La madre y la hija sonrieron complacidas y siguieron su camino.

En otro feudo sucedió lo mismo; Don Giovanni cabalgaba delante despejando el camino con puñados de doce tarjas, llevando en el bolsillo el haba que era toda su fortuna.

Cuando llegó a un sitio donde ya no había nada más que ver, Don Giovanni se dijo: «Ahora busco una posada y las espero». Mira alrededor y ve un gran palacio, con una Damisela vestida de verde asomada a la ventana.

—¡Psss, psss! —lo llamó la Damisela, y le indicó que entrara.
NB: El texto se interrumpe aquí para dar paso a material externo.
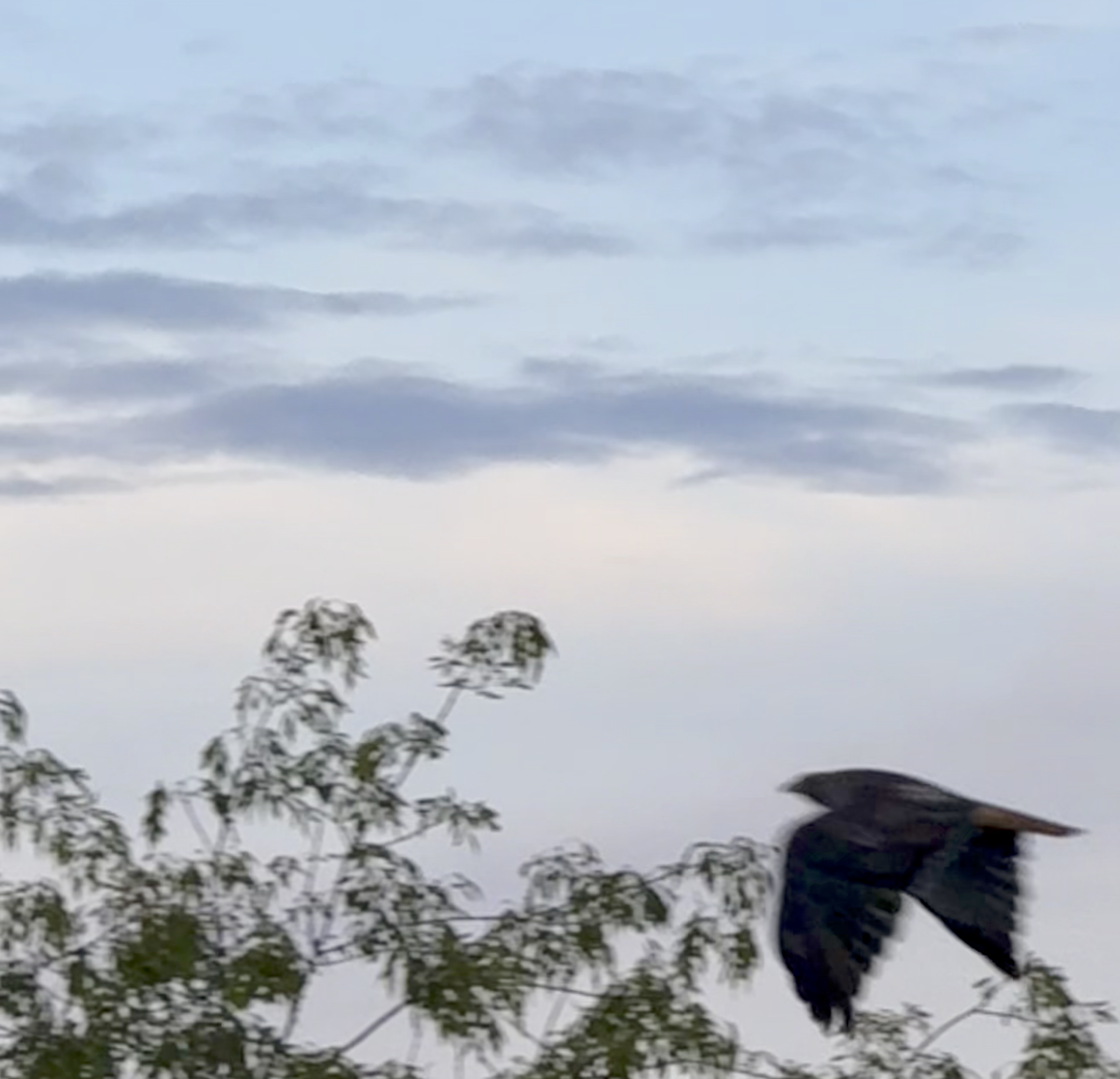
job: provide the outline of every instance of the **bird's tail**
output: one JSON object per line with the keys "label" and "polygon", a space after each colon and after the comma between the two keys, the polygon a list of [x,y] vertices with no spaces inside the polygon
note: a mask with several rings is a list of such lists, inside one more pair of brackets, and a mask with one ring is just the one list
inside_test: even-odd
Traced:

Don Giovanni subió las escaleras y casi tenía miedo de ensuciarlas, tan limpias y resplandecientes estaban. Le salió al encuentro la Damisela, e indicando con un gesto todas las lámparas, los tapices, las paredes de oro puro, le dijo:

—¿Te gusta el palacio?

—¡Pero cómo no va a gustarme! —dijo Don Giovanni—. Aquí yo estaría cómodo hasta estando muerto…

—Pasa, pasa —y le hizo recorrer todos los cuartos: por todas partes había joyas, piedras preciosas, paños finos, cosas que Don Giovanni ni siquiera había imaginado.

—¿Ves todo esto? Te pertenece. Cuídalo bien. Aquí tienes los documentos. Es un regalo que te hago. Yo soy el haba que recogiste y conservaste en el bolsillo. Ahora me voy.

Don Giovanni estaba a punto de arrojarse a sus pies y expresarle toda su gratitud, pero la Damisela vestida de verde ya no estaba: había desaparecido delante de sus ojos. En cambio el palacio seguía allí y era todo suyo, todo de Don Giovanni Misiranti:

Apenas la suegra vio el palacio:

—¡Ah, hija mía, qué suerte que tienes! Don Giovanni, hijo querido, tenías semejante palacio y no me habías dicho nada…

—Es que… quería daros una sorpresa… —Y así las llevó a visitar el palacio, y también para él era la primera vez que lo veía, y les mostró las joyas, y los documentos de los feudos, y después un recinto subterráneo colmado de oro y plata con una pala plantada en el centro, después las cocheras con todas las carrozas, y finalmente pasaron revista a los lacayos y a toda la servidumbre.

Escribieron al suegro que lo vendiera todo y se viniera al palacio, y Don Giovanni también le envió una recompensa a aquella buena mujer que había encontrado sentada frente a las tiendas.